How Do You Set Boundaries In New Relationships? 8 Women Reveal How They Do It
If you've ever watched a Brené Brown video, you may already know how to set boundaries in new relationships. If you haven't seen the Texas queen take the stage, please stop everything you're doing and prepare to have your mind blown. I promise you'll thank me later. From, "Don't touch my butt during sex" to "No bringing up my mother when we're fighting," relationship boundaries can look like hard rules, soft guidelines, or anything in between. And while boundaries can ensure comfort and well-being, they can be hard to establish, especially when someone new comes into play.
If the chemistry is hot and the dates are fun, it can sometimes feel a bit formal or "not chill" to also establish some healthy structure with a new boo. It's true, setting boundaries in a new relationship isn't always easy. Yet, setting healthy boundaries in a relationship is exactly that — healthy. And while prioritizing each other's comfort and well-being may take some big adult conversations, having boundaries ultimately can make for hotter sex and more enjoyable dates.

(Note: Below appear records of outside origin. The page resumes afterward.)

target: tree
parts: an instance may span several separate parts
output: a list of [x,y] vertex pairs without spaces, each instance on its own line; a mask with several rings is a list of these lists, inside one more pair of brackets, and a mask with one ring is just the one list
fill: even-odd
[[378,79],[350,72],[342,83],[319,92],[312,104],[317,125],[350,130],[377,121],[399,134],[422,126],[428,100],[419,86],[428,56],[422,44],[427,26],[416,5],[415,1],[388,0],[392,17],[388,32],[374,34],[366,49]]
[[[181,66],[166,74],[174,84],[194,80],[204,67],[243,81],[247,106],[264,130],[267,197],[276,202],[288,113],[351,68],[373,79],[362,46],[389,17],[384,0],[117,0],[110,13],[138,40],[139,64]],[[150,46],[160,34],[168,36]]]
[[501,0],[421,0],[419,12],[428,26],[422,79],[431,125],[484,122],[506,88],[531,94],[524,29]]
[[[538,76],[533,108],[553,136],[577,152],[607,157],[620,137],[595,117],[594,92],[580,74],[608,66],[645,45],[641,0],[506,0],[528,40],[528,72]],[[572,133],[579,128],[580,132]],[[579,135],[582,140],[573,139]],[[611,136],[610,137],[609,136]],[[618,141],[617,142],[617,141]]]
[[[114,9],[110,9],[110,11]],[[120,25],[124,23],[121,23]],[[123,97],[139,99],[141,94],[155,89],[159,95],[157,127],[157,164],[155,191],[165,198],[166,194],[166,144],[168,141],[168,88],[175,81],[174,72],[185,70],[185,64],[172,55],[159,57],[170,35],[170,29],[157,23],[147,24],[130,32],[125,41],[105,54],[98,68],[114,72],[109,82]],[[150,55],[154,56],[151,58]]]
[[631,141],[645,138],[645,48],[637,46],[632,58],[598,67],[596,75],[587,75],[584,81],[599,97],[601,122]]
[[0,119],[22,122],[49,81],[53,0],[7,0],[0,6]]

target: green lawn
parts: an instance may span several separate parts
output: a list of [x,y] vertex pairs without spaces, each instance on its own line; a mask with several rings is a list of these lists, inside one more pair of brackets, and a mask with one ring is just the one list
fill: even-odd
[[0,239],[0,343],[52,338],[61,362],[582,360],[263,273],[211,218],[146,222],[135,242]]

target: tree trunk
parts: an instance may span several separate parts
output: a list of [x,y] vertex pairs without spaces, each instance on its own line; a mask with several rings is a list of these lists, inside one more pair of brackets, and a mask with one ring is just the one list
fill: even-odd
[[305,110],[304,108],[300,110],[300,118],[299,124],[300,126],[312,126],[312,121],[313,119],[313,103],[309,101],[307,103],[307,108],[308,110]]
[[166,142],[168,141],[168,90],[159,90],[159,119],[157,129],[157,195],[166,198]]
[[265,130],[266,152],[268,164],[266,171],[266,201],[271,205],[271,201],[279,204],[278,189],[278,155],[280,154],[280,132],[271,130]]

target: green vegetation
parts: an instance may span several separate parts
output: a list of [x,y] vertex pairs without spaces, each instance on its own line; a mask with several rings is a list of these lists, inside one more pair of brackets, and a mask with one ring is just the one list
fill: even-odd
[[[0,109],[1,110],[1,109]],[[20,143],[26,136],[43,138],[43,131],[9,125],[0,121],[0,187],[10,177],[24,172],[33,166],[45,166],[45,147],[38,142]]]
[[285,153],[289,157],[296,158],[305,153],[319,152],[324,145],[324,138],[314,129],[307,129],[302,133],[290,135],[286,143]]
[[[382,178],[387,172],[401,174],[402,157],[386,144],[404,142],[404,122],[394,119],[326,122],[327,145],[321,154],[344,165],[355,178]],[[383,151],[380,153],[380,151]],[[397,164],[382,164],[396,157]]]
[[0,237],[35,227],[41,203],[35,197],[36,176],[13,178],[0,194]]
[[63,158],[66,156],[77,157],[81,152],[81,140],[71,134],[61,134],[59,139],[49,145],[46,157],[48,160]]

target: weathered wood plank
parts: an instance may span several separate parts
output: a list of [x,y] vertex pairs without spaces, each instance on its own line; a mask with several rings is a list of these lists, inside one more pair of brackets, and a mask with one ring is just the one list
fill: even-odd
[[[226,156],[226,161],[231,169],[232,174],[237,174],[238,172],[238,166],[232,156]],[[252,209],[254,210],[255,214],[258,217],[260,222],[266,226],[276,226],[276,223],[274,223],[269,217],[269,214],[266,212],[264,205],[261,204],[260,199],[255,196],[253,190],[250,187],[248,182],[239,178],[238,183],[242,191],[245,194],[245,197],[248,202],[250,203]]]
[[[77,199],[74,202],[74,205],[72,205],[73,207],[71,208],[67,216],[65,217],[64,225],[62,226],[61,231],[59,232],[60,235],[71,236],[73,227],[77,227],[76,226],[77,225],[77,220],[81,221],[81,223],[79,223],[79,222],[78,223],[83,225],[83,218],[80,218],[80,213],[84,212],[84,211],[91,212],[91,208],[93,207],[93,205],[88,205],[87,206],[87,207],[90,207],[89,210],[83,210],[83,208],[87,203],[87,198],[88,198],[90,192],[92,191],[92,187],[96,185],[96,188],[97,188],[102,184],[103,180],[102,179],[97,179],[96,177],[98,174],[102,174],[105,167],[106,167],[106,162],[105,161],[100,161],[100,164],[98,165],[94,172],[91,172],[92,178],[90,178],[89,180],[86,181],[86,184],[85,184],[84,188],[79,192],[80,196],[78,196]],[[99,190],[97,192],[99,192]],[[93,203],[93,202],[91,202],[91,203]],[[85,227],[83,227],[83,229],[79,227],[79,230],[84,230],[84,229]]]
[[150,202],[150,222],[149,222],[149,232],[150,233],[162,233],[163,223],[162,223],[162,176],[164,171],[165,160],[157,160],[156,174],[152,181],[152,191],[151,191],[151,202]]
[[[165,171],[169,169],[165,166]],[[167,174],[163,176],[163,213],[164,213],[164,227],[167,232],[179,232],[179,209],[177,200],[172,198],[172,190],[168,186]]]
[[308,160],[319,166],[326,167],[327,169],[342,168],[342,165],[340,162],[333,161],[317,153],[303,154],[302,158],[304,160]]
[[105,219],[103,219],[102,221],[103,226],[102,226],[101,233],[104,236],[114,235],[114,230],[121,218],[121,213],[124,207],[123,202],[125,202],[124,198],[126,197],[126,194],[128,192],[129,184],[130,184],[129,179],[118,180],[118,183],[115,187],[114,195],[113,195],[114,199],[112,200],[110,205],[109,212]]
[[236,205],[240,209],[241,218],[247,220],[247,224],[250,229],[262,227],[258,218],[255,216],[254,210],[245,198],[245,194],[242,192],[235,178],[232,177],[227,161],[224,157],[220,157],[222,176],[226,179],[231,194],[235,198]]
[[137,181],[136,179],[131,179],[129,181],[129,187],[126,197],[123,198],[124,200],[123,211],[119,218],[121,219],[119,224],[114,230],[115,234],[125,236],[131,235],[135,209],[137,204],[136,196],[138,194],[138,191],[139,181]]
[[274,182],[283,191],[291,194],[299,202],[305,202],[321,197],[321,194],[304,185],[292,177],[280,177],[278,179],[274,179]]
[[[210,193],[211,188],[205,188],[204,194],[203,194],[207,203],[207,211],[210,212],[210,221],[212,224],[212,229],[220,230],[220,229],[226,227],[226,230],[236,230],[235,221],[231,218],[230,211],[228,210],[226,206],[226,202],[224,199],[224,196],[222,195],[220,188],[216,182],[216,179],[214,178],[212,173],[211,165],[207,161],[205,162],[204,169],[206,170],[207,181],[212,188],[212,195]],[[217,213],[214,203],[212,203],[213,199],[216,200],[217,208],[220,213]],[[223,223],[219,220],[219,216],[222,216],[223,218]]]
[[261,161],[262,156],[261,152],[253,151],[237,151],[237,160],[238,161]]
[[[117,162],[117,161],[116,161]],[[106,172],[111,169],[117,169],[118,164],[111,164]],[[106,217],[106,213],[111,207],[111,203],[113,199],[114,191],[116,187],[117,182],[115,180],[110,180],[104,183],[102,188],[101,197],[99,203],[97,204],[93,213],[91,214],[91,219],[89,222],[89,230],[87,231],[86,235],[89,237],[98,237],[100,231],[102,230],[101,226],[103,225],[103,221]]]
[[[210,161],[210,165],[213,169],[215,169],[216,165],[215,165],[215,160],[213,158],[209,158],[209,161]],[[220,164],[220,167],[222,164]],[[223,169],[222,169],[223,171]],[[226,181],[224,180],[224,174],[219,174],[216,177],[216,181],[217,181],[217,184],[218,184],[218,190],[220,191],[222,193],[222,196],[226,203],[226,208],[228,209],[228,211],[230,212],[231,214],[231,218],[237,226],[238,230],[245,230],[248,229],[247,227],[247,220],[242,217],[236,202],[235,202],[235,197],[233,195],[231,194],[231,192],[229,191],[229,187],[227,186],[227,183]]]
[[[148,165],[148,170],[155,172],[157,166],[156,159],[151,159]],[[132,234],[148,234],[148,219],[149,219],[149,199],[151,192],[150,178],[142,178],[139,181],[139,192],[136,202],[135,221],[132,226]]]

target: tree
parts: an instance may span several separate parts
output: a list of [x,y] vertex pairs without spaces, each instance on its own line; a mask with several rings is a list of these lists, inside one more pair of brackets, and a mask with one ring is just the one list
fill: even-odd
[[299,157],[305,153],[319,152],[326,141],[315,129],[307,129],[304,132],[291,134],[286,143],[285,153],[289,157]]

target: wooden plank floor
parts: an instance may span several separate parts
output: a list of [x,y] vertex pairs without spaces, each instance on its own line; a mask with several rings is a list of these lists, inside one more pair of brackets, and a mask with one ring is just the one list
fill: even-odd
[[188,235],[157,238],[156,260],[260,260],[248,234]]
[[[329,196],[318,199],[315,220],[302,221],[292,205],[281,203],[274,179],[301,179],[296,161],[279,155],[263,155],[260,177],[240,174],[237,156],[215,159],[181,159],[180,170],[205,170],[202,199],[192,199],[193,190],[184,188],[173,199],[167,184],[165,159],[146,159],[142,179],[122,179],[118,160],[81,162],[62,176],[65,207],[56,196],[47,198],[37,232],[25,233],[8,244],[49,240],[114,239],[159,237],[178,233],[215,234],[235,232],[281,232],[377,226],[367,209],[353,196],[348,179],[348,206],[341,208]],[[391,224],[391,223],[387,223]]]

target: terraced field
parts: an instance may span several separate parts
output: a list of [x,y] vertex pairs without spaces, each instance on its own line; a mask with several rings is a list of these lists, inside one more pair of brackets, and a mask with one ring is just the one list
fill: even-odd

I asked eight women how they set healthy boundaries in new relationships and what they say is sage, strong, and totally helpful.
1. You Get To Choose
"I heard a quote once, 'Boundaries are about power over your own decisions, rules are about power over other people’s decisions' and I think about it all the time. When it comes to dating someone new, it's hard to remember that I get a say or I get to choose, I get to make decisions. It's not just about the other person, or making the other person happy, or meeting their needs. Boundaries to me are putting myself first and remembering I get to do that."
— Myka, 30
2. State Your Needs As They Come
"I try to state my needs as they occur to me, rather than holding them all in, or eventually resenting the new person for not knowing or not asking or not checking in enough."
— PJ, 26
3. They Have Boundaries, Too
"I personally try to be a good and honest communicator. If you you need more or less of something just say it as it comes up, but be willing to adjust your own behavior to accommodate their boundaries as well."
— Jenny, 23
4. Be Specific
"Communicate expectations early on. What you like and don’t like, especially when it comes to sex. Be specific basically, don't leave anything to choice or imagination."
— Ameerah, 24
5. Be Upfront
"Try not to start off with a monologue of 'Do's and Dont's' because that can be intimidating. Just be up front if something makes you uncomfortable or communicate your preferences. The more open you are, the more likely you are to get what you’re looking for.... or not."
— Sara, 34
6. Lie And Say Your Busy
"When I find that I'm always accommodating to their schedule, or that whenever they want to hangout I'll drop everything to do it, even if they will cancel or reschedule on me, I tell myself to lie and say I'm busy. Even if 'busy' is shopping for groceries or writing a poem to yourself. My habit is to drop everything and work around someone else's schedule, and I want to stop doing that so easily."
— Molly, 25*
7. Know Your Limits
"Know what you are never, ever willing to compromise. Know what words or things you will not stand for. Have a place where you will not let anyone go, or not let anyone make you feel."
— Mary, 26
8. Be Unapologetic
Remember you are not needy or whiney or asking too much for taking the space you need or advocating for the things you need to feel supported.
— Kylie, 27*
Establishing boundaries with a new person can take time, but being honest about your feelings and unapologetic about your needs can feel super empowering. You are an amazing queen, and you deserve to feel strong and supported in every relationship, and that's a boundary that is non-negotiable.